Axiomatik




Praxissysteme als Verbindung von Mensch und Welt: Konnektive-Systemische Praxeologie

Praxissysteme als komplexe Verbindung zwischen Mensch und Kosmos/Vorstellungswelt

In der Praxis stellen die Menschen als Praktiker eine Verbindung zum Kosmos und zu ihrer Vorstellungswelt her. Diese Verbindung ist eine komplexe Relation mit einer Architektur und Grenzen zur Umwelt.
Es gelten die Triaden der → Beziehung: Relata, Relation, Richtung (ReReRi), die Spezifizierung der Relation durch die → Verbindungstriade und die abstrakte Systemtriade.

Die Praxis ist eine Beziehung und erzeugt Relationen, Relata und Wirkrichtungen.

  • 'Relation' ist eine abstrakte Bestimmung. Die Relation kann in konkreter Praxis ganz unterschiedlich emergieren. Immer stellt sie eine Verbindung (Konnexion) zwischen dem Praktiker und Teilen der Welt her. Wenn die Dynamik dieser Verbindung betont werden soll, spricht die TriPrax von Verbinden als einem Interaktionsprozeß, als Interaktionsmedium und - strukturell - als Interaktionsbeziehung.

    Für TriPrax und NTD sind die unterschiedlichen Klassen der Praktiken als Vermittlungsglieder konstitutiv: In der Praxis stellen die Menschen als Praktiker eine Beziehung zur Umwelt her.
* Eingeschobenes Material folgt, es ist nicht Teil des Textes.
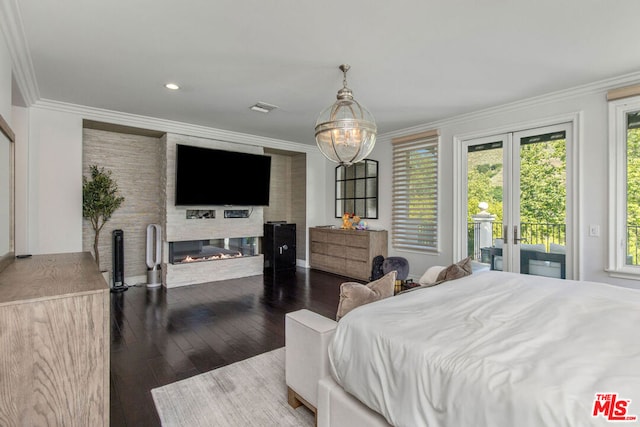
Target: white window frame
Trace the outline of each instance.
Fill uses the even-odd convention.
[[[392,218],[391,218],[391,243],[393,248],[398,250],[413,251],[419,253],[440,253],[440,132],[431,130],[417,135],[409,135],[394,138],[393,144],[393,196],[392,196]],[[409,203],[411,201],[408,189],[407,162],[405,154],[407,152],[429,149],[435,154],[433,162],[429,167],[435,167],[435,172],[430,173],[430,180],[435,180],[435,187],[431,188],[428,197],[432,203],[432,208],[426,211],[432,218],[427,221],[430,229],[434,230],[428,237],[428,244],[423,242],[424,238],[419,237],[419,228],[422,224],[416,223],[410,218]]]
[[[609,102],[609,265],[613,277],[640,277],[627,265],[627,113],[640,110],[640,96]]]

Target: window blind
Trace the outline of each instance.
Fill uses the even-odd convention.
[[[394,248],[438,251],[438,142],[437,130],[392,140]]]
[[[615,101],[617,99],[629,98],[640,95],[640,85],[625,86],[617,89],[611,89],[607,92],[607,101]]]

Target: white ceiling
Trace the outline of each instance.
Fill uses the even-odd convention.
[[[41,99],[307,144],[342,63],[379,133],[640,71],[638,0],[0,1]]]

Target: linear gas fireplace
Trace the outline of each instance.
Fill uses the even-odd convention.
[[[257,237],[226,237],[224,239],[188,240],[169,242],[169,262],[216,261],[258,255]]]

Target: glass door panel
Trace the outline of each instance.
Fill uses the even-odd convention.
[[[566,128],[514,134],[513,252],[523,274],[566,278]]]
[[[640,265],[640,111],[626,114],[626,258],[625,265]]]
[[[503,270],[504,158],[508,136],[466,144],[467,255],[484,268]]]

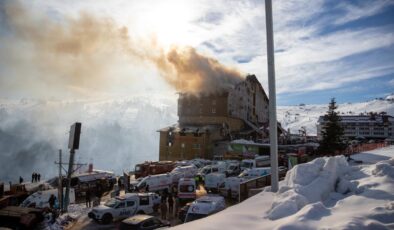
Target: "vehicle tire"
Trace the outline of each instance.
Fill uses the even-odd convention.
[[[139,211],[137,212],[137,214],[145,214],[145,212],[142,211],[142,210],[139,210]]]
[[[111,214],[109,214],[109,213],[106,213],[106,214],[104,214],[104,216],[103,216],[103,219],[102,219],[102,222],[103,222],[103,224],[109,224],[109,223],[111,223],[112,222],[112,215]]]

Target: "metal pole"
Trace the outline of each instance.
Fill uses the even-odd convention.
[[[62,177],[62,150],[59,149],[59,182],[58,182],[59,209],[63,211],[63,177]]]
[[[70,161],[68,162],[68,171],[67,171],[66,195],[64,196],[64,211],[65,212],[67,212],[68,204],[70,203],[71,174],[73,173],[74,155],[75,155],[75,150],[71,149],[70,150]]]
[[[265,0],[265,20],[267,32],[267,64],[269,88],[269,135],[271,153],[271,191],[278,191],[278,135],[276,121],[274,32],[272,28],[272,1]]]

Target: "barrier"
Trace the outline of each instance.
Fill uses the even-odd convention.
[[[286,170],[279,170],[279,180],[283,180],[286,176]],[[253,178],[239,184],[239,197],[238,202],[242,202],[249,198],[249,190],[256,188],[264,188],[271,185],[271,175],[265,175],[257,178]]]
[[[384,148],[387,146],[388,146],[387,143],[364,143],[364,144],[350,145],[340,154],[352,155],[365,151],[371,151],[374,149]]]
Sie nutzen dazu ihre Praktiken als Relationierungs- oder Interaktionsmedien. Die Relation kann beliebig komplex werden, viele weitere Menschen und große Technik beanspruchen.

    Konnektive Praxeologie

Die Menschen relationieren sich mit der Welt durch ihre Praktiken. Die Menschen und diejenigen Teile der Welt, die in diese sinnvolle Beziehung eingehen, werden dadurch zu Relata einer Relation.

Sie sind dabei auf andere Objekte und letztlich auch auf andere Menschen angewiesen. So wird die Relation Mensch:Kosmos immer zu einem Interaktionssystem.

Die Relation selbst ist komplex, eine Komposition aus verschiedenen Elementen und Beziehungen. Im triadischen Verständnis ist sie ein Faktor der abstrakten Beziehungstriade. Relationen können also nicht ohne Relata und Angaben über die Richtung bestimmt werden.

  • 'Richtung' ist eine abstrakte Bestimmung. Mindestens ist zu unterscheiden, ob sie einseitig von Relatum A nach B oder umgekehrt geht, oder ob sie wechselseitig gerichtet ist. Im Falle der Praxis ist sie wechselseitig. Die Richtung vom Menschen zum Kosmos wird durch Sinn definiert: Die Relation vom Menschen zu den jeweiligen Dingen des Kosmos, das können auch andere Menschen sein, soll für den Menschen Sinn machen.
    Es ist unvermeidlich, daß die Praxis in die Rolle eines Mediums kommt und relationiert. Es 'kömmt', wie Marx gesagt hätte, darauf an, daß dies sinnvoll geschieht.
    Die nicht-menschlichen Relata besitzen ebenfalls eine Wirkrichtung. Generell gilt, daß die Menschen und die Praxis dem Wandel des Kosmos unterworfen sind. Die Praxis ist nicht nur eine Beziehung, deren Relation und Richtung durch die Menschen gestaltet wird, sie ist auch ein Produkt des Kosmos und unterliegt seinem Wandel. Der Kosmos wirkt auf die Menschen und die Praxis durch den Wandel. Er tritt als Verwandler auf.
    Wird die Praxis in dieser Weise als Resultat der Wirkung bestimmter Teile des Kosmos modelliert, spricht die Triprax von kultureller Praxis.
    Es ist eine empirische Frage, welche Richtung die Oberhand bei der Bestimmung der Beziehung erhält.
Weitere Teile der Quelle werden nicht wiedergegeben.